In this report and its Working Group II companion report, climate change impacts, mitigation, and adaptation strategies are discussed in the broader context of DES (see Munasinghe, 1999).

The issues raised by a consideration of DES are of particular relevance to the scenarios discussed in this chapter. Because they are necessarily based upon assumptions about the socio-economic conditions that give rise to emissions profiles, mitigation and stabilization scenarios implicitly or explicitly contain information about DES. In principle, each stabilization or mitigation scenario describes a particular future world, with particular economic, social, and environmental characteristics. Given the strong interactions between development, environment, and equity as aspects of a unified socio-ecological system and the interplay between climate policies and DES policies, emissions scenarios are viewed in this report as an aspect of broad sustainable development scenarios.

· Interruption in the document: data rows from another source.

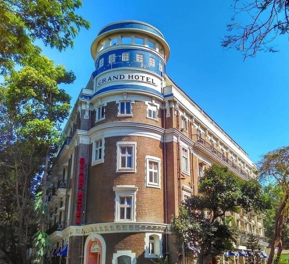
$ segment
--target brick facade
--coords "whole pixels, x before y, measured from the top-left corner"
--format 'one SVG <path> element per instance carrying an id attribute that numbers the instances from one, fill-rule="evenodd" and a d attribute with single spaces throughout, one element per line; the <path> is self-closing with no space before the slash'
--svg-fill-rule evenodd
<path id="1" fill-rule="evenodd" d="M 142 26 L 148 26 L 145 23 Z M 149 38 L 151 40 L 154 38 L 157 45 L 153 48 L 147 46 L 142 48 L 140 45 L 133 46 L 132 43 L 130 45 L 130 45 L 122 50 L 110 47 L 109 52 L 106 53 L 98 46 L 103 45 L 99 43 L 103 41 L 101 36 L 95 41 L 96 46 L 93 44 L 92 50 L 96 53 L 93 57 L 95 71 L 73 110 L 64 131 L 68 141 L 64 143 L 58 154 L 58 163 L 53 170 L 53 176 L 56 176 L 53 178 L 57 179 L 55 184 L 61 179 L 66 185 L 65 190 L 58 190 L 58 194 L 52 195 L 50 201 L 51 210 L 58 209 L 58 216 L 63 224 L 52 227 L 51 220 L 48 227 L 54 228 L 52 229 L 54 232 L 50 233 L 53 243 L 51 251 L 53 246 L 56 249 L 57 243 L 63 245 L 68 243 L 66 260 L 69 264 L 149 264 L 152 263 L 150 259 L 156 258 L 157 255 L 167 254 L 170 263 L 184 264 L 183 252 L 176 247 L 175 238 L 170 233 L 168 224 L 173 216 L 178 215 L 185 194 L 197 194 L 201 170 L 213 163 L 224 165 L 242 177 L 247 174 L 236 165 L 243 164 L 251 171 L 254 165 L 241 147 L 236 147 L 224 131 L 220 133 L 220 128 L 209 127 L 216 125 L 161 70 L 169 55 L 168 46 L 163 41 L 163 37 L 149 35 L 152 28 L 147 29 L 144 33 L 138 28 L 137 26 L 134 30 L 144 36 L 145 42 Z M 118 34 L 118 41 L 120 38 L 121 40 L 117 30 L 112 31 L 110 34 Z M 130 35 L 132 34 L 133 36 L 133 32 L 130 31 Z M 106 40 L 106 45 L 110 39 Z M 145 52 L 155 48 L 146 58 Z M 120 61 L 123 56 L 121 52 L 126 54 L 125 60 L 131 61 Z M 118 60 L 115 64 L 112 58 L 113 56 L 109 57 L 114 54 L 115 59 Z M 140 54 L 144 56 L 142 64 L 136 60 Z M 102 66 L 100 59 L 103 60 Z M 105 68 L 109 60 L 110 64 Z M 118 76 L 122 76 L 121 79 Z M 142 77 L 143 81 L 140 81 L 136 76 Z M 114 78 L 116 79 L 113 81 Z M 97 83 L 102 84 L 96 85 L 98 79 L 101 82 Z M 111 82 L 108 84 L 109 81 Z M 129 116 L 119 114 L 118 102 L 122 100 L 131 102 Z M 105 118 L 98 121 L 96 112 L 98 108 L 103 105 Z M 149 118 L 149 109 L 157 108 L 157 120 Z M 186 120 L 185 130 L 182 129 L 182 117 Z M 199 133 L 201 133 L 199 138 L 196 135 Z M 97 151 L 96 142 L 100 144 L 100 139 L 101 145 Z M 213 140 L 212 145 L 210 145 L 211 140 Z M 132 160 L 136 161 L 135 171 L 117 172 L 117 145 L 119 142 L 129 144 L 136 143 L 135 152 L 131 154 Z M 228 159 L 231 153 L 235 158 L 230 163 Z M 128 152 L 125 154 L 130 155 Z M 156 159 L 154 163 L 150 163 L 151 175 L 146 156 Z M 80 209 L 77 199 L 80 160 L 82 158 L 85 162 L 81 190 L 83 202 Z M 186 172 L 183 167 L 186 167 Z M 148 186 L 147 173 L 154 177 L 154 173 L 159 175 L 160 186 L 154 182 L 154 187 Z M 123 190 L 119 191 L 121 194 L 117 197 L 117 190 Z M 131 192 L 132 190 L 134 192 Z M 61 197 L 56 197 L 58 195 Z M 132 203 L 121 205 L 121 198 L 125 197 L 132 197 Z M 60 201 L 64 203 L 61 209 L 64 211 L 60 216 Z M 125 210 L 129 210 L 126 211 L 129 212 L 131 218 L 117 219 L 120 214 L 121 205 L 125 205 L 130 208 Z M 78 214 L 80 214 L 79 223 Z M 134 219 L 132 216 L 135 214 Z M 93 245 L 95 251 L 92 252 Z M 126 256 L 122 258 L 122 256 Z"/>

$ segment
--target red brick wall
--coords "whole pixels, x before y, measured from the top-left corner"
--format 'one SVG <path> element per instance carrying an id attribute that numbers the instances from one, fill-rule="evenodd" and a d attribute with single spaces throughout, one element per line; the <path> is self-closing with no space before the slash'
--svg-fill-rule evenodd
<path id="1" fill-rule="evenodd" d="M 116 143 L 136 141 L 137 171 L 116 172 Z M 137 221 L 163 223 L 164 185 L 163 143 L 156 140 L 137 136 L 114 137 L 105 139 L 104 162 L 90 168 L 86 205 L 87 224 L 114 222 L 115 194 L 113 187 L 134 185 L 136 192 Z M 161 159 L 161 189 L 145 187 L 145 157 Z M 91 154 L 90 158 L 91 159 Z"/>
<path id="2" fill-rule="evenodd" d="M 163 115 L 162 109 L 160 109 L 158 111 L 158 120 L 157 121 L 147 117 L 147 106 L 144 102 L 135 101 L 132 104 L 132 116 L 118 116 L 119 104 L 115 101 L 109 102 L 105 106 L 105 118 L 98 122 L 95 122 L 96 111 L 93 111 L 91 115 L 91 127 L 105 123 L 113 122 L 127 121 L 145 123 L 157 126 L 162 126 Z"/>

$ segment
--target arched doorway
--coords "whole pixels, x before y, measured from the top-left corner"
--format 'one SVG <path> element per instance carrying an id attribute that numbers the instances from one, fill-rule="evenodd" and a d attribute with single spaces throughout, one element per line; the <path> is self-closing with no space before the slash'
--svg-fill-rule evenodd
<path id="1" fill-rule="evenodd" d="M 84 246 L 85 264 L 105 264 L 106 251 L 103 238 L 96 233 L 91 233 Z"/>

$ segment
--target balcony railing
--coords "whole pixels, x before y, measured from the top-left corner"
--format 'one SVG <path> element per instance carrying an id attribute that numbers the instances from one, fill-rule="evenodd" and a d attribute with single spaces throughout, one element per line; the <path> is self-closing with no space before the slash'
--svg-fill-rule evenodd
<path id="1" fill-rule="evenodd" d="M 66 189 L 67 181 L 66 180 L 60 180 L 57 183 L 57 189 Z"/>
<path id="2" fill-rule="evenodd" d="M 57 231 L 61 231 L 65 228 L 65 222 L 58 222 L 48 229 L 46 231 L 46 233 L 48 235 L 51 235 L 53 232 Z"/>
<path id="3" fill-rule="evenodd" d="M 58 157 L 59 154 L 61 153 L 61 152 L 62 151 L 62 150 L 63 149 L 63 148 L 64 147 L 64 146 L 65 145 L 69 145 L 69 143 L 70 143 L 70 142 L 71 141 L 71 139 L 72 138 L 70 137 L 67 137 L 63 141 L 63 142 L 62 143 L 62 145 L 61 145 L 61 147 L 59 149 L 59 150 L 58 151 L 58 152 L 57 153 L 57 155 L 56 156 L 56 157 Z"/>
<path id="4" fill-rule="evenodd" d="M 224 154 L 221 153 L 218 150 L 215 148 L 210 143 L 207 142 L 205 139 L 202 138 L 198 135 L 193 135 L 192 139 L 193 141 L 194 142 L 197 142 L 203 146 L 204 147 L 214 155 L 223 160 L 230 167 L 233 168 L 235 170 L 236 170 L 245 178 L 247 179 L 249 179 L 251 178 L 250 176 L 248 173 L 245 172 L 236 165 L 234 164 L 232 162 L 229 160 L 228 158 Z"/>
<path id="5" fill-rule="evenodd" d="M 254 234 L 241 229 L 238 229 L 238 232 L 240 236 L 243 238 L 250 239 L 251 236 L 253 236 L 255 239 L 259 241 L 265 243 L 268 242 L 268 238 L 266 236 L 263 236 L 257 234 Z"/>

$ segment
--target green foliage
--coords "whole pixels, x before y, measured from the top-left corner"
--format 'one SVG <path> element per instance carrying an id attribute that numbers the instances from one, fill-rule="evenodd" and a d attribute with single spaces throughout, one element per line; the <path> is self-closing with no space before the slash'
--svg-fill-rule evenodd
<path id="1" fill-rule="evenodd" d="M 26 227 L 33 226 L 34 232 L 36 227 L 44 227 L 49 182 L 46 179 L 41 186 L 42 178 L 46 175 L 49 180 L 53 155 L 62 139 L 61 124 L 70 108 L 70 97 L 60 85 L 75 79 L 73 72 L 44 56 L 30 63 L 12 71 L 0 87 L 0 182 L 15 186 L 16 200 L 13 241 L 19 254 L 16 260 L 9 257 L 14 263 L 28 261 L 26 249 L 32 247 L 32 233 L 26 236 Z M 37 233 L 33 240 L 36 259 L 43 255 L 48 239 L 44 230 Z"/>
<path id="2" fill-rule="evenodd" d="M 205 170 L 198 196 L 186 199 L 173 218 L 171 231 L 179 245 L 200 250 L 203 257 L 215 257 L 238 243 L 234 223 L 226 213 L 241 208 L 263 210 L 268 205 L 265 198 L 256 181 L 242 180 L 227 167 L 213 165 Z"/>
<path id="3" fill-rule="evenodd" d="M 73 40 L 89 23 L 77 15 L 80 0 L 2 0 L 0 3 L 0 72 L 12 70 L 15 63 L 29 65 L 30 58 L 41 50 L 34 44 L 60 51 L 73 47 Z"/>
<path id="4" fill-rule="evenodd" d="M 280 35 L 289 33 L 289 7 L 284 0 L 233 0 L 234 14 L 227 25 L 228 35 L 222 40 L 226 49 L 235 48 L 244 60 L 259 51 L 275 53 L 270 43 Z M 236 22 L 239 17 L 240 21 Z M 243 23 L 241 23 L 243 21 Z"/>
<path id="5" fill-rule="evenodd" d="M 34 236 L 33 245 L 32 263 L 37 264 L 41 263 L 46 249 L 51 245 L 49 236 L 46 233 L 39 230 Z"/>
<path id="6" fill-rule="evenodd" d="M 159 257 L 156 259 L 151 259 L 151 261 L 154 264 L 168 264 L 168 260 L 167 255 L 164 258 Z"/>
<path id="7" fill-rule="evenodd" d="M 261 248 L 259 246 L 259 241 L 256 237 L 253 235 L 249 238 L 247 249 L 250 251 L 250 254 L 248 255 L 248 264 L 261 264 L 262 260 L 260 254 Z"/>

The allocation of emissions in a scenario is coupled closely to an important policy question in climate negotiations: the fair distribution of future emission rights among nations, or “burden sharing”. For example, an egalitarian formulation of the rights of developing countries to future “climate space” is often expressed in terms of equal per capita emissions allocations. Alternative assumptions on burden sharing have important implications for equity, sustainable development, and the economics of emissions abatement. However, it is noteworthy that this critical conditioning variable is usually not explicitly treated in mitigation scenarios in the literature (see section 2.3). Indeed, documentation of scenarios generally does not address the implications of the scenarios for equity and burden sharing. In rare cases, mitigation scenarios have been developed which explicitly impose the simultaneous co-constraints of climate and equity goals (e.g., Raskin et al., 1998).

In this and other ways scenario analysis could become an important way of linking DES issues to climate policy considerations. However, as discussed in more detail in section 2.4, many quantitative mitigation and stabilization scenarios have not been designed with this purpose in mind. As a result, it is not always easy to draw out the DES implications of particular stabilization and mitigation scenarios.

Although this chapter focuses on mitigation and stabilization scenarios, it is important to note that DES issues are also implicit in the base case or reference scenarios that underlie mitigation and stabilization scenarios. Since the difference between reference case scenarios and stabilization and mitigation scenarios is simply the addition of deliberate climate policy, it can be the case that the DES differences among different reference case scenarios are greater than between any one such scenario and its stabilization or mitigation version. This is of particular relevance in the discussion below in section 2.5.2 of scenarios based on the baselines produced in the IPCC’s SRES (Nakicenovic et al., 2000).